# Counterfeit Pedals - Beware



## Jeff B. (Feb 20, 2010)

Mad Professor, Xotic and MI Audio fakes are 3 currently offered.
effect pedal - Free Shipping - DealExtreme

I suppose they needed something to do to pass the time between making fake MN3005 delay IC's.


----------



## georgemg (Jul 17, 2011)

Thanks for the heads up. At first glance they look really close to the originals. The knobs on all three give them away though - too far apart on the Deep Blue Delay and Crunch Box, and the wrong type on the BB. Sadly, I could definitely see someone get taken buying one of these used if they didn't compare them.

A real one below, compare to above.


----------



## gtone (Nov 1, 2009)

Anything "boutiquey" seems to get knocked off these days. Buyer beware and thanks for the PSA Jeff!


----------



## blam (Feb 18, 2011)

oh dealextreme.....

some great stuff on there.... too bad they've gone the way of the fakes.


----------



## Evilmusician (Apr 13, 2007)

Ya know what now I'm curious how they sound ????????????????? compared to the real deal............


----------



## mhammer (Nov 30, 2007)

About 10 years back or so, Zachary Vex was having problems with knockoffs of the Super Hard On being sold in Japan. He posted pictures of the original and knockoffs. It was clear there were differences in the build quality, although the circuit was identical. So, as far as how they sound, my guess is, as close as they can, given component tolerances. As for build quality, we are well beyond the days of the solder-heavy boards that EHX, MXR, and Boss used to produce. Anybody can send the specs to a jobber these days and get SMD-form boards made for them at reasonable cost in modest quantities. And an SMD board contracted by the original manufacturer from that jobber will be the same build quality as one contracted by an independent "maker".

One of the corners that Zach had painted himself into was that from the get-go he has only used Hammond 1590B chassis, which any doofus hobbyist can buy easily and cheaply. I'm not criticizing him for his choice, just noting that using a generic form factor elevates the risk of being pirated. You won't see counterfeit Boss, DOD, Mayer, or Danelectro pedals out there, simply because the boxes are non-standard and commercially available in OEM form, and few counterfeiters will want to invest the money to get such boxes made for them. Silk-screening somebody else's logo on a standard box, however, is child's play. And nobody is going broke making and selling 3PDT stomp switches in volume these days.

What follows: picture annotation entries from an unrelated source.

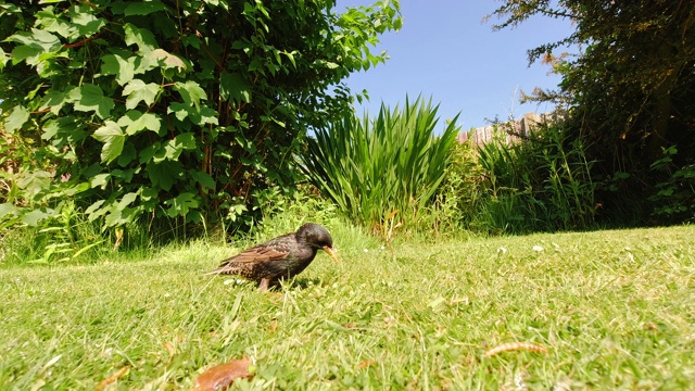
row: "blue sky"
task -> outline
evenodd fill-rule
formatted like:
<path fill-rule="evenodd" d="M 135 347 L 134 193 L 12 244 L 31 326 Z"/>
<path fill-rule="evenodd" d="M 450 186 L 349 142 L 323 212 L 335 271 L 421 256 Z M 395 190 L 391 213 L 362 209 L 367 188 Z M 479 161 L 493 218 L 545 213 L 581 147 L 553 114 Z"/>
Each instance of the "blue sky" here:
<path fill-rule="evenodd" d="M 375 1 L 338 0 L 336 10 Z M 353 91 L 369 91 L 370 101 L 358 105 L 357 113 L 366 109 L 376 114 L 381 101 L 391 108 L 403 104 L 406 93 L 440 103 L 439 127 L 459 112 L 458 125 L 468 129 L 486 125 L 485 118 L 552 110 L 519 103 L 519 90 L 555 88 L 560 80 L 548 75 L 547 65 L 529 67 L 527 50 L 569 36 L 571 22 L 533 17 L 516 28 L 493 31 L 497 20 L 482 18 L 500 5 L 495 0 L 402 0 L 403 28 L 382 35 L 374 50 L 386 50 L 391 59 L 346 79 Z"/>

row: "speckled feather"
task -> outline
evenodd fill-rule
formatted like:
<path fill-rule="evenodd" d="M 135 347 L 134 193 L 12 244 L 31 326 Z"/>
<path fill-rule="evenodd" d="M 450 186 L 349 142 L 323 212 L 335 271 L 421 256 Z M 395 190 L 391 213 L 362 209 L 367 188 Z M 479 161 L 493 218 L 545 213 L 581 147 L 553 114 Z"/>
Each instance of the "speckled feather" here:
<path fill-rule="evenodd" d="M 316 256 L 319 249 L 334 256 L 333 240 L 326 228 L 307 223 L 296 232 L 287 234 L 265 243 L 256 244 L 222 262 L 219 267 L 207 273 L 238 275 L 261 283 L 277 283 L 280 278 L 302 273 Z M 264 285 L 264 281 L 265 285 Z"/>

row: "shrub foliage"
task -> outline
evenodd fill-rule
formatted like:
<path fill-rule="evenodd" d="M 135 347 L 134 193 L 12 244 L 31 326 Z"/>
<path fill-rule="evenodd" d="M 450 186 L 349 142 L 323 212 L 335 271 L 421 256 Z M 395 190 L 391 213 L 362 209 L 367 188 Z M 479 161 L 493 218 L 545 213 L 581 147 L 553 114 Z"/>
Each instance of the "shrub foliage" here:
<path fill-rule="evenodd" d="M 394 220 L 417 226 L 444 178 L 459 130 L 454 118 L 437 137 L 437 110 L 431 101 L 406 98 L 403 109 L 381 105 L 376 118 L 344 116 L 308 140 L 306 173 L 350 217 L 375 231 L 393 228 Z"/>
<path fill-rule="evenodd" d="M 74 199 L 90 220 L 232 219 L 290 188 L 311 126 L 350 110 L 341 80 L 383 62 L 397 2 L 0 4 L 4 224 Z M 7 174 L 10 173 L 11 174 Z"/>

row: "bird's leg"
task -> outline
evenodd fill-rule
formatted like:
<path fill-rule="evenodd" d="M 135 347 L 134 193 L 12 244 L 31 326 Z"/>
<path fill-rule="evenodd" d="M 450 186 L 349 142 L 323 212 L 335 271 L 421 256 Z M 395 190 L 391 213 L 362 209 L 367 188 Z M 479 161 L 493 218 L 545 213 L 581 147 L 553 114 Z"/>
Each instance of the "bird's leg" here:
<path fill-rule="evenodd" d="M 262 278 L 261 279 L 261 283 L 258 283 L 258 290 L 267 291 L 269 283 L 270 283 L 270 279 L 269 278 Z"/>

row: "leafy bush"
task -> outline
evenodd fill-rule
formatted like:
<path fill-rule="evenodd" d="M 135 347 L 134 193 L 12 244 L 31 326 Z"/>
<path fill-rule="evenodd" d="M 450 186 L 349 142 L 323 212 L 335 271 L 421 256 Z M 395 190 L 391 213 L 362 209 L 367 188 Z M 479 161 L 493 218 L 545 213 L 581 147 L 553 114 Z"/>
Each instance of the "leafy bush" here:
<path fill-rule="evenodd" d="M 400 27 L 397 3 L 332 7 L 0 4 L 0 164 L 22 163 L 0 218 L 37 224 L 74 200 L 104 228 L 248 224 L 256 190 L 294 184 L 305 129 L 350 110 L 341 80 L 384 61 L 368 47 Z"/>
<path fill-rule="evenodd" d="M 470 228 L 481 200 L 482 166 L 471 142 L 455 142 L 444 179 L 428 213 L 431 234 L 448 235 Z"/>
<path fill-rule="evenodd" d="M 652 215 L 660 224 L 692 222 L 695 217 L 695 164 L 679 168 L 673 163 L 677 154 L 674 146 L 665 148 L 664 157 L 652 164 L 652 171 L 666 177 L 649 195 L 655 203 Z"/>
<path fill-rule="evenodd" d="M 416 227 L 444 178 L 456 142 L 456 118 L 434 136 L 438 106 L 406 98 L 381 105 L 376 118 L 349 115 L 316 130 L 304 167 L 311 181 L 348 215 L 389 236 Z M 399 222 L 399 223 L 395 223 Z"/>

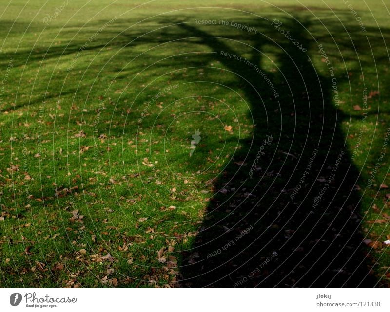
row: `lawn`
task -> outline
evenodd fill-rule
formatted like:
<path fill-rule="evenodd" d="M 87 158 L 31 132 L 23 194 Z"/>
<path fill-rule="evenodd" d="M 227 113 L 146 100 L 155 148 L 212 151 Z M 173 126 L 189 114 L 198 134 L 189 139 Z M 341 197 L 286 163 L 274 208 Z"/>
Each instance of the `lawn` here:
<path fill-rule="evenodd" d="M 46 2 L 0 10 L 0 286 L 390 286 L 384 1 Z"/>

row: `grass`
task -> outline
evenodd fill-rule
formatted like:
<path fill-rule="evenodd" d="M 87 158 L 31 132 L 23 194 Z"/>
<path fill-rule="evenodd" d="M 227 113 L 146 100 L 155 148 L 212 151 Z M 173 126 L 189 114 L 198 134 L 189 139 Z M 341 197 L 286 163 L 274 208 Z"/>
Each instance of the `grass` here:
<path fill-rule="evenodd" d="M 3 9 L 0 285 L 388 287 L 382 1 L 133 2 Z"/>

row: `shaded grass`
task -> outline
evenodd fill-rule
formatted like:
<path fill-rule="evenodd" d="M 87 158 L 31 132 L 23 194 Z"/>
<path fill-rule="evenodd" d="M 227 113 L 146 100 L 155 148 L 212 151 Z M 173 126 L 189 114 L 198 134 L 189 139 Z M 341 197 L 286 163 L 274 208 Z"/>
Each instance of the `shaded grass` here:
<path fill-rule="evenodd" d="M 2 285 L 167 286 L 176 279 L 178 262 L 185 266 L 179 270 L 183 285 L 233 287 L 275 250 L 277 261 L 245 287 L 388 283 L 385 280 L 390 259 L 387 249 L 371 245 L 365 250 L 360 245 L 365 238 L 383 241 L 389 234 L 388 222 L 372 227 L 369 223 L 377 219 L 378 211 L 390 214 L 386 190 L 379 189 L 382 181 L 386 183 L 388 155 L 373 187 L 363 191 L 388 128 L 388 112 L 385 105 L 380 106 L 388 98 L 389 74 L 385 66 L 379 66 L 388 61 L 385 12 L 375 7 L 384 41 L 370 13 L 359 11 L 367 26 L 368 41 L 338 2 L 333 4 L 342 24 L 326 8 L 312 8 L 314 16 L 298 6 L 283 7 L 301 24 L 277 9 L 259 10 L 257 6 L 264 4 L 245 2 L 233 7 L 250 7 L 266 19 L 232 10 L 200 9 L 167 13 L 132 26 L 142 17 L 165 8 L 151 4 L 137 11 L 139 15 L 119 18 L 80 53 L 68 72 L 86 40 L 131 6 L 115 2 L 95 16 L 109 4 L 102 1 L 63 27 L 76 12 L 72 7 L 43 29 L 39 18 L 31 25 L 21 18 L 14 24 L 20 5 L 12 1 L 4 21 L 7 27 L 0 31 L 6 35 L 11 30 L 0 55 L 2 72 L 10 58 L 15 60 L 0 114 Z M 172 7 L 190 4 L 182 1 Z M 32 5 L 22 18 L 40 7 L 39 1 Z M 39 16 L 51 10 L 46 8 Z M 307 47 L 313 67 L 270 25 L 274 18 L 283 20 L 283 27 Z M 194 18 L 234 20 L 255 27 L 264 36 L 221 25 L 195 26 Z M 213 37 L 219 38 L 210 37 Z M 337 110 L 328 69 L 312 37 L 323 44 L 335 68 L 341 101 Z M 279 90 L 280 106 L 257 73 L 221 57 L 221 50 L 235 51 L 258 64 Z M 303 70 L 302 78 L 298 69 Z M 260 97 L 247 82 L 226 70 L 251 82 Z M 179 87 L 154 102 L 138 123 L 148 101 L 175 84 Z M 380 90 L 382 102 L 377 95 L 368 100 L 365 136 L 352 162 L 361 117 L 353 107 L 356 103 L 361 106 L 365 86 L 369 91 Z M 232 131 L 224 128 L 229 125 Z M 197 129 L 202 141 L 190 157 L 191 136 Z M 266 134 L 273 135 L 274 143 L 262 158 L 256 179 L 248 179 L 252 160 Z M 321 152 L 305 188 L 314 186 L 292 202 L 289 192 L 298 183 L 314 142 L 320 139 Z M 345 141 L 349 155 L 333 190 L 322 201 L 324 209 L 332 203 L 333 210 L 311 215 L 312 199 L 322 187 L 316 179 L 329 176 L 325 169 L 334 163 Z M 240 167 L 240 161 L 246 165 Z M 343 180 L 344 174 L 348 181 Z M 355 184 L 362 189 L 351 195 Z M 227 194 L 214 196 L 224 188 L 229 189 Z M 245 195 L 249 190 L 251 196 Z M 373 203 L 379 210 L 371 209 Z M 296 215 L 295 209 L 300 209 Z M 356 222 L 365 215 L 362 224 Z M 199 261 L 259 219 L 238 246 L 213 261 Z M 332 222 L 335 224 L 331 226 Z M 226 233 L 226 228 L 233 230 Z M 312 229 L 312 236 L 306 238 Z M 340 241 L 335 236 L 337 231 L 342 233 Z M 313 242 L 319 238 L 319 247 Z M 286 239 L 287 247 L 280 250 Z M 264 242 L 271 243 L 262 249 Z M 206 242 L 205 249 L 198 247 Z M 165 261 L 159 260 L 157 253 L 164 248 L 161 252 L 170 250 L 162 254 Z M 322 259 L 313 266 L 311 252 L 321 255 L 325 250 Z M 327 267 L 329 259 L 340 250 L 343 253 L 333 266 Z M 364 253 L 369 255 L 368 260 Z M 352 261 L 348 264 L 350 257 Z M 279 266 L 286 259 L 287 264 Z M 224 266 L 209 277 L 199 278 L 200 274 L 221 265 Z M 309 270 L 312 270 L 312 278 L 305 275 Z M 341 276 L 337 270 L 344 271 Z M 370 278 L 365 278 L 368 273 Z"/>

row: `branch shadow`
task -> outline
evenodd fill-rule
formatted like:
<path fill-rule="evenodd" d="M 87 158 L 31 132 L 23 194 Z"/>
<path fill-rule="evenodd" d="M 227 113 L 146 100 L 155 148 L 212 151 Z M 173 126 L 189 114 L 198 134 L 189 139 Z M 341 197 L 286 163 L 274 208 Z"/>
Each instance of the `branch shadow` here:
<path fill-rule="evenodd" d="M 309 47 L 312 40 L 303 27 L 310 29 L 311 22 L 304 18 L 299 22 L 290 20 L 283 27 Z M 221 51 L 240 55 L 228 40 L 188 24 L 179 27 L 218 55 Z M 268 42 L 263 36 L 255 38 L 249 61 L 259 64 L 258 71 L 220 58 L 237 78 L 248 81 L 240 86 L 256 127 L 253 141 L 234 155 L 234 163 L 241 161 L 241 165 L 231 162 L 217 182 L 215 189 L 227 193 L 218 192 L 211 199 L 194 248 L 184 253 L 181 284 L 373 287 L 376 280 L 362 248 L 360 199 L 353 189 L 358 172 L 332 103 L 331 77 L 319 75 L 308 55 L 287 39 L 280 41 L 278 71 L 261 68 L 262 49 L 275 43 L 270 37 Z"/>

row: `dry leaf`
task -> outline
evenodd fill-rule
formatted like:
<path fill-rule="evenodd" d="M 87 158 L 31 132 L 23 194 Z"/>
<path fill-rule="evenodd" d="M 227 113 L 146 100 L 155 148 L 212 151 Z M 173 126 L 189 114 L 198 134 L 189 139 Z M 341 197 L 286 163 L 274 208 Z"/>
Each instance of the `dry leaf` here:
<path fill-rule="evenodd" d="M 225 126 L 225 129 L 229 132 L 232 132 L 232 126 Z"/>
<path fill-rule="evenodd" d="M 360 107 L 360 105 L 353 105 L 353 109 L 355 110 L 361 110 L 362 108 Z"/>

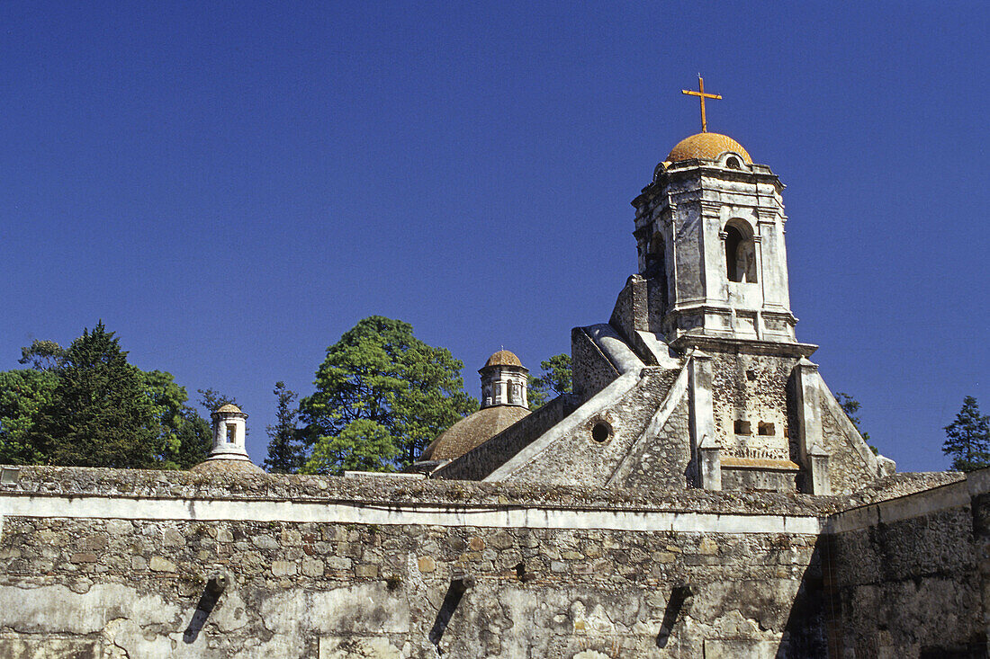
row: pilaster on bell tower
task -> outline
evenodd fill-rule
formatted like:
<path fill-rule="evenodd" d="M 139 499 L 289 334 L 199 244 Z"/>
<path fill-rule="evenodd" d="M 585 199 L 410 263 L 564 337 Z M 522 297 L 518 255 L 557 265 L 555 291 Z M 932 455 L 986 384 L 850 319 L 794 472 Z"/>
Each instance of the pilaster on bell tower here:
<path fill-rule="evenodd" d="M 783 188 L 727 136 L 703 132 L 671 149 L 633 201 L 650 331 L 668 342 L 795 341 Z"/>

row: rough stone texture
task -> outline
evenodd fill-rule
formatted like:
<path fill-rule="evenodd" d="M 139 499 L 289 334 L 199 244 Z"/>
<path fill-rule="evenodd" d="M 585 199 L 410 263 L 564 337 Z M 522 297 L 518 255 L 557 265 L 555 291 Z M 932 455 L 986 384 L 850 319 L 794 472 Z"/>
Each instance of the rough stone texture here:
<path fill-rule="evenodd" d="M 669 373 L 671 380 L 676 373 Z M 667 385 L 669 388 L 669 385 Z M 691 446 L 684 441 L 688 436 L 687 399 L 674 408 L 663 427 L 645 441 L 634 447 L 629 455 L 631 465 L 627 474 L 612 481 L 617 487 L 669 487 L 681 488 L 693 477 Z"/>
<path fill-rule="evenodd" d="M 550 444 L 515 471 L 509 480 L 604 486 L 644 434 L 676 377 L 676 371 L 644 368 L 637 385 L 615 405 L 599 411 L 566 437 Z M 597 424 L 606 424 L 611 428 L 611 434 L 605 441 L 593 438 L 592 428 Z M 667 442 L 666 437 L 660 438 L 657 443 L 650 442 L 661 454 L 666 452 L 671 462 L 658 464 L 657 460 L 651 460 L 648 464 L 660 469 L 646 474 L 647 482 L 657 486 L 686 486 L 684 471 L 690 460 L 690 444 L 685 441 L 686 438 L 685 432 L 680 436 L 679 447 L 670 445 L 677 442 Z M 640 480 L 644 479 L 645 464 L 639 465 Z"/>
<path fill-rule="evenodd" d="M 723 456 L 796 460 L 789 440 L 787 382 L 797 357 L 752 354 L 745 346 L 709 354 L 715 429 Z M 749 424 L 747 434 L 735 432 L 738 420 Z M 760 424 L 772 424 L 773 434 L 759 434 Z"/>
<path fill-rule="evenodd" d="M 820 589 L 815 536 L 148 520 L 112 536 L 95 564 L 60 548 L 106 524 L 5 520 L 0 547 L 22 548 L 0 561 L 0 602 L 18 604 L 0 609 L 8 643 L 72 656 L 51 645 L 60 634 L 66 647 L 103 644 L 94 657 L 269 659 L 435 657 L 437 647 L 457 657 L 647 656 L 658 638 L 681 656 L 701 656 L 712 638 L 825 648 L 819 607 L 800 624 L 791 616 L 803 584 Z M 248 541 L 286 530 L 302 535 L 304 551 Z M 155 547 L 166 531 L 184 545 Z M 232 539 L 220 541 L 220 531 Z M 130 569 L 133 556 L 156 551 L 177 570 Z M 421 569 L 422 554 L 433 569 Z M 353 564 L 342 569 L 335 558 Z M 324 571 L 306 570 L 308 561 Z M 219 570 L 231 585 L 197 612 Z M 464 574 L 473 585 L 439 634 L 451 583 Z M 667 632 L 671 592 L 685 581 L 695 594 Z"/>
<path fill-rule="evenodd" d="M 950 483 L 833 518 L 838 532 L 823 554 L 834 656 L 987 656 L 990 507 L 986 483 L 975 485 Z"/>
<path fill-rule="evenodd" d="M 577 407 L 577 397 L 564 394 L 499 432 L 433 474 L 434 478 L 481 480 Z M 451 428 L 452 429 L 452 428 Z"/>
<path fill-rule="evenodd" d="M 976 656 L 950 653 L 982 638 L 988 494 L 990 470 L 811 497 L 30 467 L 0 486 L 0 511 L 25 497 L 69 497 L 75 515 L 122 496 L 248 508 L 219 520 L 148 518 L 154 509 L 138 504 L 134 518 L 5 514 L 0 654 Z M 577 517 L 539 528 L 251 518 L 272 500 Z M 733 518 L 740 530 L 582 521 L 617 510 Z M 834 532 L 760 531 L 766 516 Z"/>
<path fill-rule="evenodd" d="M 616 367 L 581 328 L 571 330 L 570 353 L 573 391 L 582 402 L 619 377 Z"/>

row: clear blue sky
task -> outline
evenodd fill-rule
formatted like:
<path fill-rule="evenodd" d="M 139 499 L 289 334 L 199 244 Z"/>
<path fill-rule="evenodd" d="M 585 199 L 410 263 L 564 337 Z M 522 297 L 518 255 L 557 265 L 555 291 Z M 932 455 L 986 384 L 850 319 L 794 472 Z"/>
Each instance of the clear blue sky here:
<path fill-rule="evenodd" d="M 787 184 L 798 337 L 902 470 L 990 412 L 990 5 L 0 4 L 0 369 L 103 319 L 246 412 L 361 318 L 531 368 L 636 270 L 699 129 Z"/>

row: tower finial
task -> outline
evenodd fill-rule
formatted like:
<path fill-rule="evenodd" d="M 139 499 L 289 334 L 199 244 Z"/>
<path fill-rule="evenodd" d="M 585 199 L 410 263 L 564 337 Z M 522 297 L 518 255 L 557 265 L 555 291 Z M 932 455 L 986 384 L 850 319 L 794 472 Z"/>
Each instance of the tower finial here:
<path fill-rule="evenodd" d="M 718 94 L 706 94 L 705 93 L 705 79 L 701 77 L 701 73 L 698 74 L 698 91 L 693 89 L 682 89 L 682 94 L 687 94 L 688 96 L 697 96 L 701 99 L 701 132 L 708 133 L 708 119 L 705 117 L 705 99 L 715 98 L 722 100 L 722 97 Z"/>

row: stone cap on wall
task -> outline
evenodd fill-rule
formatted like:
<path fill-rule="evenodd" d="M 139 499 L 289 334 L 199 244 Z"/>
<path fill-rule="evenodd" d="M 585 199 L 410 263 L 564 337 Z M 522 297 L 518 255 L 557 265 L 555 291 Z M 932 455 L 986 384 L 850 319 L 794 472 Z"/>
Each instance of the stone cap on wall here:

In the early days, Zach's pedals were all hand-painted by Jason Myrold. That gave them a little something extra, but it also meant that it was harder to spot the sorts of unit-to-unit variations that would tip one to something being a non-original, since the hand-painted aspect meant each original would be just a little different (although the finishing on the ZVex pedals was really something to behold, and rarely undertaken by other manufacturers). Looking at the pictures of the real and fake SHOs, it took me a while to spot the differences. Not as hard as the find-the-7-things-different-between-these-two-cartoons challenges, mind you, but still not the sort of thing that would seize your attention if it was the only store for 100 miles that carried that pedal, and there was only one in the display case.

It's ironic that the standardization of chassis, switches, and manufacturing methods has made many aspects so cheap, that it allowed small time guys to get into the pedal business, and at the same time made it so easy for others to seize on, and exploit, the success of individual small-time manufacturers. I will point out that you tend not to see counterfeit amplifiers the way you see counterfeit pedals, simply because producing enough to justify the effort requires a tremendous outlay on the part of the counterfeiter, something which is much less true of pedals. These days just about anybody can run a pedal business from their college dorm room; something you couldn't do when it comes to amps or guitars.


----------